The best fiction — or at least the fiction I like best — walks the difficult balance between depicting a sense of place and culture so vividly that the reader feels introduced into a world they’ve never visited before, while also touching chords that are universal so the reader can relate to something, or someone, in the story. Fatima Farheen Mirza’s new novel A Place for Us strikes this balance perfectly for me. It’s one of the best books I’ve read in 2018.
The novel tells the story of an Muslim family, Layla and Rafiq and their three children Hadia, Huda and Amar. Layla and Rafiq moved to the US from India shortly after their (arranged) marriage; all three of the children are US-born. This is a novel about an immigrant family growing up in American during the post-9/11 era (the children are all in school in 2001, and Amar gets into a fight with some boys at school who say his father looks like a terrorist, while the devout Rafiq tells his daughters to stop wearing hijab to school because it may expose them to greater prejudice). It’s a story about a family navigating the balance between preserving their traditional religion/culture and adapting to the culture of their new country. But most importantly it’s just a very vivid, moving, deeply felt family story, about the ways in which family members love, hurt, help and betray one another.
The world of a Muslim family in California in the early 2000s is obviously a foreign one to me, but the world of a devoutly religious family from a small, tight-knit faith community is, just as obviously, pretty familiar to me, and it was here I found the universality of this book, the parts I related to so deeply. The experience Layla and Rafiq have of trying to raise their three children with their community’s values, their hope that their children will be observant Muslims, their attempt to wrestle with the reality of those kids growing up and making their own choices that don’t always fit within the community they were raised in — well, let’s just say that as a Seventh-day Adventist parent of young adults, these struggles felt very poignant and relatable.
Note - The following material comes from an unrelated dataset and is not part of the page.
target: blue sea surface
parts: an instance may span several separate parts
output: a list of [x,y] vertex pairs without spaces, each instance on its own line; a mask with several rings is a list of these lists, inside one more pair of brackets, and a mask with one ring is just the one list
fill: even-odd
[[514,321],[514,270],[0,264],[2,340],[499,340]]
The ending, particularly, was heart-wringing for me and it touched me deeply.
Another thing that deeply impressed me with this novel was when I read the author bio at the end and realized how young Fatima Mirza is — not yet thirty. It doesn’t surprise me that she could so effectively depict Hadia, Huda and Amar growing up in their dual world as children of immigrants — but she also explores Layla’s and Rafiq’s points of view with a depth and sensitivity I’d expect from an older author who has already raised children and seen them grow to maturity. For a writer as young as Mirza is to capture the parents’ perspective so vividly speaks of both immense skills as a writer and tremendous empathy and insight as a human being.
I read this book while on a trip to England, and for me, the books I read while travelling often carry echoes of the places where I read them, the trains and subway cars I sat in while turning the (real or virtual) pages. Reading this book reminds me of my first trip to England 30+ years ago, when one of the books I was reading became deeply entangled with my own feelings about someone I’d left behind back home. Reading A Place for Us while travelling around London has been the same kind of experience to me — a book that opens a door into another world, and finding the door contains a mirrored panel that reflects my own world back to me. I won’t forget this book soon, and I look forward to reading whatever Mirza writes next.